En résumé, ce discours si concis sur les questions les plus importantes semblait avoir été rédigé dans le désir de donner le moins de prise possible à la discussion. On verra qu'elle n'en fut pas moins vive.

Le premier indice des dispositions de la Chambre fut la faible majorité obtenue par M. Sauzet, dans le vote pour la présidence (27 décembre). Un premier tour de scrutin donna, sur 331 votants: majorité absolue 166; 164 voix pour M. Sauzet, 84 pour M. Dupin, et 63 pour M. Odilon Barrot. Au second tour de scrutin, M. Sauzet fut nommé par 177 voix contre 129 réunies sur M. Dupin.

Le scrutin pour la nomination du vice-président fut encore plus significatif.

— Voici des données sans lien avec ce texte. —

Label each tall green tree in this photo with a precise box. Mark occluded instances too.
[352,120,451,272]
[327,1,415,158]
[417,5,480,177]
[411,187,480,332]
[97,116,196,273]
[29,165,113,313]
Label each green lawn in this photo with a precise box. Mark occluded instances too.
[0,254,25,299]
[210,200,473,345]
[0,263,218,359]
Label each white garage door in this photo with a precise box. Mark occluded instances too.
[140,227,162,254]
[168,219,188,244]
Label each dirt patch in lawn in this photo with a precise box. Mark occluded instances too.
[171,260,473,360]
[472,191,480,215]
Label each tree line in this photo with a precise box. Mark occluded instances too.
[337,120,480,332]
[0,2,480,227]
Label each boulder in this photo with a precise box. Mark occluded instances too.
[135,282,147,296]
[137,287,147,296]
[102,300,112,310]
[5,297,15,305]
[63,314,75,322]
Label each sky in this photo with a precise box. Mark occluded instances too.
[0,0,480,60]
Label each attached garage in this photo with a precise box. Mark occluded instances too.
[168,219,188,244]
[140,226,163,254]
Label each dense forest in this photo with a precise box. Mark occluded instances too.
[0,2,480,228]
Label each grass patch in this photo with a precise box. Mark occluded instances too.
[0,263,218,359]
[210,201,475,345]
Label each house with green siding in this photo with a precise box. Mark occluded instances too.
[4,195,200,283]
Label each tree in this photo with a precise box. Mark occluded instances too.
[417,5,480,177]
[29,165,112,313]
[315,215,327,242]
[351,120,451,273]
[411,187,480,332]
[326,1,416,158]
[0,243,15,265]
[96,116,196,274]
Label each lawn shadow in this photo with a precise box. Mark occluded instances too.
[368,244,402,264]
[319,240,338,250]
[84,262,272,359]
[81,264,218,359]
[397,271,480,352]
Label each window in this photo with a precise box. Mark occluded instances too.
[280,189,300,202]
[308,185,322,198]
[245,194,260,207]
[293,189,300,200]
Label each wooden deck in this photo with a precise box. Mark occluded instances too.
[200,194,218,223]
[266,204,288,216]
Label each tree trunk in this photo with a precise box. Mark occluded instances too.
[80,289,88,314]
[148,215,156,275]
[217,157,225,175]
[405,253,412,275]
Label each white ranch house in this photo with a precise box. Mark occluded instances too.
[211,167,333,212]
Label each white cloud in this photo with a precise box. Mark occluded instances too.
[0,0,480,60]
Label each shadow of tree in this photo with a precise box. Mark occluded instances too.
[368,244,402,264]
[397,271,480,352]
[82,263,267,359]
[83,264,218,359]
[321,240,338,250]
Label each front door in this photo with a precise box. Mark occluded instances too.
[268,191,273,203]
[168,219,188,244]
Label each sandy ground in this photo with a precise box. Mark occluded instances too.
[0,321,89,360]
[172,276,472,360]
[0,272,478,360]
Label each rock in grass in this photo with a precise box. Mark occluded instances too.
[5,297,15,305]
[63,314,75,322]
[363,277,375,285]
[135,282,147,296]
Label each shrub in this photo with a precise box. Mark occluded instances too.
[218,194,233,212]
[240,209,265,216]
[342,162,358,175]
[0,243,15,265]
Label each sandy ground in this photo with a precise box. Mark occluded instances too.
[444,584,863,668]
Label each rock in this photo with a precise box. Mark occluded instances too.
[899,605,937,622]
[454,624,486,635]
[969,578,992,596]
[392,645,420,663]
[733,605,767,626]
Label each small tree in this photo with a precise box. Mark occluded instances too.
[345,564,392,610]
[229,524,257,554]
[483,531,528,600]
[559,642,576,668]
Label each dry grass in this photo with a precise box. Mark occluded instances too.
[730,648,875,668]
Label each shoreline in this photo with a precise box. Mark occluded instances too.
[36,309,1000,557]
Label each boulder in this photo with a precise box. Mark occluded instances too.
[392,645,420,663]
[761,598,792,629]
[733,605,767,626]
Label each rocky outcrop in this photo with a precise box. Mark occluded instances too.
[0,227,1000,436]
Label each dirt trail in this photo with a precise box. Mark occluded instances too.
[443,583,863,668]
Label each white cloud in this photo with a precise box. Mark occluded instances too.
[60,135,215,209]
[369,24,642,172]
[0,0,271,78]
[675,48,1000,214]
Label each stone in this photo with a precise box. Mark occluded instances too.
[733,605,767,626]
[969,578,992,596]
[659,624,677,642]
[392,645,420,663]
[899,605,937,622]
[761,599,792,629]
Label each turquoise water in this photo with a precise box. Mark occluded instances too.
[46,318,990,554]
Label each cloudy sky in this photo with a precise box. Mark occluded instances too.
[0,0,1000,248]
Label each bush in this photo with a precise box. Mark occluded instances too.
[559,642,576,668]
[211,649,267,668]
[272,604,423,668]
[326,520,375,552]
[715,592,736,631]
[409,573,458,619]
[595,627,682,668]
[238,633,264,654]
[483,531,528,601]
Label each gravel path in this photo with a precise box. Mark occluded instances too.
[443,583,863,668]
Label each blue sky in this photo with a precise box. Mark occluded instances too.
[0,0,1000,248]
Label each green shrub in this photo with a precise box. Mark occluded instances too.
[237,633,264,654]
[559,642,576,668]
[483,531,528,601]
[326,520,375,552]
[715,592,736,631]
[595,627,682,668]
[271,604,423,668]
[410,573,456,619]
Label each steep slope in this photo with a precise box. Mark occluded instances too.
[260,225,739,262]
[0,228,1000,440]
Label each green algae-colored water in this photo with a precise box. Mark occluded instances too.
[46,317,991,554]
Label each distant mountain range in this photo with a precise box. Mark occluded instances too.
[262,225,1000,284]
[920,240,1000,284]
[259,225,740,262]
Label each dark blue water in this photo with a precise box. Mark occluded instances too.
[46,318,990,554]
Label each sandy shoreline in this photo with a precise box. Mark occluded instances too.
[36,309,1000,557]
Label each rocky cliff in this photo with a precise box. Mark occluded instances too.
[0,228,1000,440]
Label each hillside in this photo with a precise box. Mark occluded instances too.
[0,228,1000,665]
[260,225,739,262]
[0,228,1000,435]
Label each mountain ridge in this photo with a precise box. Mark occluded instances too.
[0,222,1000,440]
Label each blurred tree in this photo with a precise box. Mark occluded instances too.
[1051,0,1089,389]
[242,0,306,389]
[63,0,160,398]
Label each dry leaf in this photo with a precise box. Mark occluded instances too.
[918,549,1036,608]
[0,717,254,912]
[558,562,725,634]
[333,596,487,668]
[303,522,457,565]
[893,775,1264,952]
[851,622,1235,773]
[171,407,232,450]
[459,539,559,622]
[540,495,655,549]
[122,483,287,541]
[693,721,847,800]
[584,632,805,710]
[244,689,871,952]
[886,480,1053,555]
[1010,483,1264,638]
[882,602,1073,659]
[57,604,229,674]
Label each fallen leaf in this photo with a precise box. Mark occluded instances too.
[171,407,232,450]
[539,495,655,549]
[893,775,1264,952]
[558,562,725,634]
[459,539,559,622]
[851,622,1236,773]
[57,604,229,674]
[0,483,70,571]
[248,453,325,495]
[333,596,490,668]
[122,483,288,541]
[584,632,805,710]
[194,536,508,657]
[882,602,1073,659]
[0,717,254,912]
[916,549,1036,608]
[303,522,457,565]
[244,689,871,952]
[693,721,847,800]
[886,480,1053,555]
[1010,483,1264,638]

Deux candidats conservateurs, MM. de Salvandy et Bignon, et un des candidats portés par l'opposition, M. Dufaure, furent élus au premier tour de scrutin: MM. de Salvandy et Bignon par 172 voix, M. Dufaure par 153; majorité absolue, 152 sur 303 votants. Pour la quatrième place, les voix se partagèrent entre M. Debelleyme, candidat conservateur, et M. Billault, candidat de l'opposition. Le premier obtint, au premier tour de scrutin, 150 voix, au second, 145; le second réunit, au premier tour de scrutin, 146 voix, au second, 150.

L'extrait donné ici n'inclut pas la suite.